Wells informally took Childers on as a student as he had so many others before, showing him the repertoire that new fiddlers learn, and that became the heart of the song list on Long Violent History. “Midnight On The Water” has Texas origins but spread across the country as a ubiquitous theme and contest tune. Another with the same modal cross-tuning on the fiddle and more explicitly Kentucky origins is “Zollie’s Retreat.” The album includes “Carroll County Blues,” a bluegrass tune from the Bill Monroe repertoire, slowed down and re-grooved so much that they gave it the new title, “Sludge River Stomp.” Fans of John Hartford are familiar with “Squirrel Hunter,” a tune of Pennsylvania origin that he popularized near the end of his influential life. Most unusual is the opening track “Send In The Clowns,” which Wells says is a standard that Childers just happened to fall in love with. Whatever political humor may have been implied by the choice and the positioning of this orchestral sounding track remains, as far as I can discern, Tyler’s secret.
As for the rest of the band and vision, we can turn to the liner notes for the project written by another friend of this clan, traditional songster and founding member of the Carolina Chocolate Drops, Dom Flemons.
“For this epic recording session in the mountains of eastern Kentucky, Tyler Childers and his bandmate Jesse Wells meticulously curated a modern string band known as “The Pickin’ Crew”. This group of stellar Americana artists included myself, 5-string Kentucky banjo specialist John Haywood, mandolinist Andrew Marlin (of Mandolin Orange), guitarist Josh Oliver, upright bassist John R. Miller, fiddler Chloe Edmonstone and cellist Cecelia Wright. Although Tyler has been playing the fiddle for under a year, his style and technique as learned under the tutelage of Jesse Wells proves that Kentucky string band music is in his blood.”
As if to prove it, near the album’s end, after seven ensemble tunes, Tyler tackles the standard “Bonaparte’s Retreat” all by his lonesome self, playing its double stops boldly and skillfully with barely ten months of study behind him. This at a time when Childers was moving from a cabin with no utilities to a home with water and power and while he was getting sober. Which is to say that just about everything about Long Violent History took nerve.
“For Tyler to go so far, to go so deep into traditional music was really shocking,” says Ratliff. “It was a pleasant surprise, because we've been working so hard. And I know what was behind Jesse's motivation. And I know that Jesse had to have had a large hand in making that happen. So it was it was great to see that out in the world and people's reaction to it. Because I mean, where else do you get that? It's just not something that's in mainstream consciousness.”

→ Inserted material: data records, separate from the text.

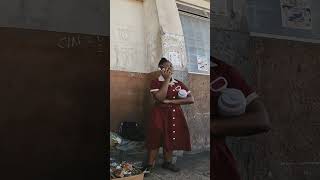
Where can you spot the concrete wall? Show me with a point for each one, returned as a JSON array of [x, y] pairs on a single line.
[[284, 74], [197, 3], [75, 16], [127, 36]]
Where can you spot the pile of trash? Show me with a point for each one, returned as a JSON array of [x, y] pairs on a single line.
[[124, 169], [119, 143]]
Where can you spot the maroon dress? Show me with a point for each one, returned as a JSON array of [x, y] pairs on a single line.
[[167, 126]]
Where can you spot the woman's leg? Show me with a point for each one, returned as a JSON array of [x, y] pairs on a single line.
[[168, 161]]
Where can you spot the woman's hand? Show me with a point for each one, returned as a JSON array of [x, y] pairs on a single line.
[[166, 101], [166, 73]]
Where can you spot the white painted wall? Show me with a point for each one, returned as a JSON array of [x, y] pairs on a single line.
[[199, 3], [127, 36]]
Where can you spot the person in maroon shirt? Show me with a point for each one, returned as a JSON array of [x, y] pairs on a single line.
[[254, 121], [167, 126]]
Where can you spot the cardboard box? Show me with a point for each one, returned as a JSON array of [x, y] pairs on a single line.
[[136, 177]]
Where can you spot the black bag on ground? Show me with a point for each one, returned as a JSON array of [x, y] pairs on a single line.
[[131, 131]]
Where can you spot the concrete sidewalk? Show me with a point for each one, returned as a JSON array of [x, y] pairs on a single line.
[[193, 167]]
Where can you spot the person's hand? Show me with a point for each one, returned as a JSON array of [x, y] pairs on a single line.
[[166, 101], [166, 73]]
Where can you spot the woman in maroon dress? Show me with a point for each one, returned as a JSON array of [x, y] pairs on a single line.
[[167, 127]]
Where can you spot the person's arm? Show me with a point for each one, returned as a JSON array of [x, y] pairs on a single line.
[[162, 93], [188, 100], [254, 121]]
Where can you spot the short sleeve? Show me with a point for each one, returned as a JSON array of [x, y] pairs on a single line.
[[154, 86], [183, 86], [237, 81]]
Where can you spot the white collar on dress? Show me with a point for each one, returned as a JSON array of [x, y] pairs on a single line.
[[173, 81]]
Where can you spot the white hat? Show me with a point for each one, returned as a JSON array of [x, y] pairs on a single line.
[[231, 102]]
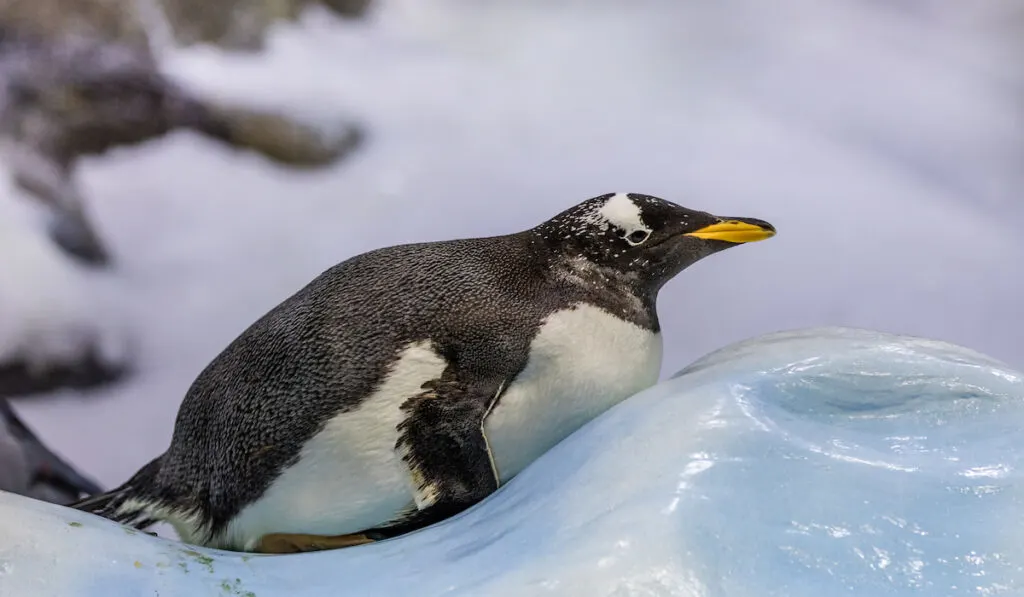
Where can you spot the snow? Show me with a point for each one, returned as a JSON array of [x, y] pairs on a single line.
[[801, 464], [883, 139], [52, 311]]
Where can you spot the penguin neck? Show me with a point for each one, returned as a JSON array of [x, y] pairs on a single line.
[[621, 294]]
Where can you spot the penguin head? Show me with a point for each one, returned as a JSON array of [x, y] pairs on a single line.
[[643, 240]]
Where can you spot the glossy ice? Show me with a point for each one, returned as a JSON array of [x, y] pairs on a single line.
[[801, 464]]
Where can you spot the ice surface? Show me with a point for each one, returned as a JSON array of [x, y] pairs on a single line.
[[802, 464]]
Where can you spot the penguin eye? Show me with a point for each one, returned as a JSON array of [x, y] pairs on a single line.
[[637, 237]]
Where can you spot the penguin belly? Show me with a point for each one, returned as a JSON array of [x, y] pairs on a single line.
[[583, 361], [348, 477]]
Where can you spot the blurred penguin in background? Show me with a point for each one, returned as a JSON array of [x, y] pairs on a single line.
[[29, 468]]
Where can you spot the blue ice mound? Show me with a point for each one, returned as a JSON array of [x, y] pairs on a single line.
[[801, 464]]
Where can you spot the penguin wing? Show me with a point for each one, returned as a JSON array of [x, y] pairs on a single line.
[[442, 441]]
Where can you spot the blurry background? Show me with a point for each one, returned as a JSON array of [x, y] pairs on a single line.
[[885, 139]]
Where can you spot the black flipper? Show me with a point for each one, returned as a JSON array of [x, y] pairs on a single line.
[[127, 504], [442, 442]]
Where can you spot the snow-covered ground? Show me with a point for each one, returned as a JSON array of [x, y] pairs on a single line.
[[882, 138], [824, 462]]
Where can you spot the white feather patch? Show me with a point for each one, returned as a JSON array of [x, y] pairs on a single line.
[[349, 476], [623, 213]]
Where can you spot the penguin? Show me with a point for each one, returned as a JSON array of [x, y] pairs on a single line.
[[29, 468], [407, 384], [67, 96]]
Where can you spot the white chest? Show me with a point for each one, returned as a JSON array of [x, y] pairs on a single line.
[[349, 476], [582, 363]]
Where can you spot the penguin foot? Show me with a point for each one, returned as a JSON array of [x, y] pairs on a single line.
[[282, 543]]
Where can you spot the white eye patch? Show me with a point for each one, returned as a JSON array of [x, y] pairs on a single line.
[[621, 212]]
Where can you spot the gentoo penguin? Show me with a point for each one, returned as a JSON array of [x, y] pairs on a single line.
[[65, 96], [29, 468], [406, 384]]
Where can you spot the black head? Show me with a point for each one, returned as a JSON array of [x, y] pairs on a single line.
[[642, 240]]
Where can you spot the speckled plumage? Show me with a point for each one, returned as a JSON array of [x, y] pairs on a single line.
[[424, 346]]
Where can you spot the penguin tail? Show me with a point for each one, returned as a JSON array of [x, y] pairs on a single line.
[[128, 504]]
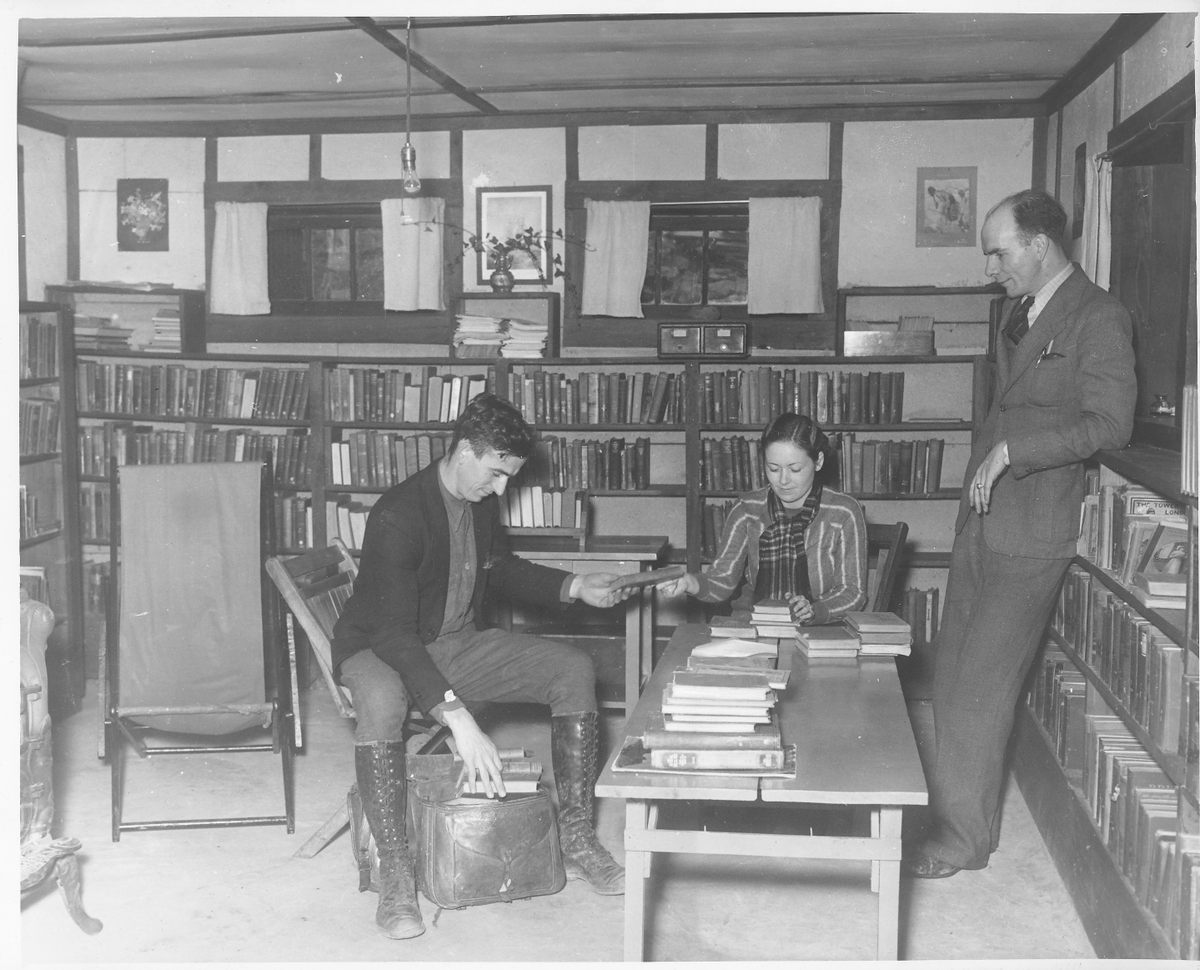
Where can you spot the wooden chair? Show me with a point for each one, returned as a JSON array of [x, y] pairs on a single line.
[[190, 648], [883, 546], [316, 586]]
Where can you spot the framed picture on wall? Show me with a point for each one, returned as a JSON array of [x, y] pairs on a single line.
[[514, 222], [142, 215], [946, 207]]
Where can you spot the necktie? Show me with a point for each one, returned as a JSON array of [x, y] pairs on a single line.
[[1019, 322]]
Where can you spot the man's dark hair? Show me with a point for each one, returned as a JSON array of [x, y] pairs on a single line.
[[1035, 211], [490, 421]]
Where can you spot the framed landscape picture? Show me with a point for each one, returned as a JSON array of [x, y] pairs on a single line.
[[946, 207]]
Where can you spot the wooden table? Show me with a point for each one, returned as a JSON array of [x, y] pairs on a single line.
[[610, 554], [855, 747]]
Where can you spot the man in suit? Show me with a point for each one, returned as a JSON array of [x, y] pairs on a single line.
[[1065, 389], [413, 635]]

Bluegrass was born from Kentucky soil and out of the Appalachian fiddle music that Bill Monroe heard his Uncle Pendleton Vandiver play when he was growing up. The influence of old-time and the bluegrass is imprinted on any credible country musician from the region, but it doesn’t always get a chance to burst forth and touch a ready-made audience. To see it happen twice in one season from two entwined and massively successful careers helps make the lonesome blues of 2020 a bit more bearable.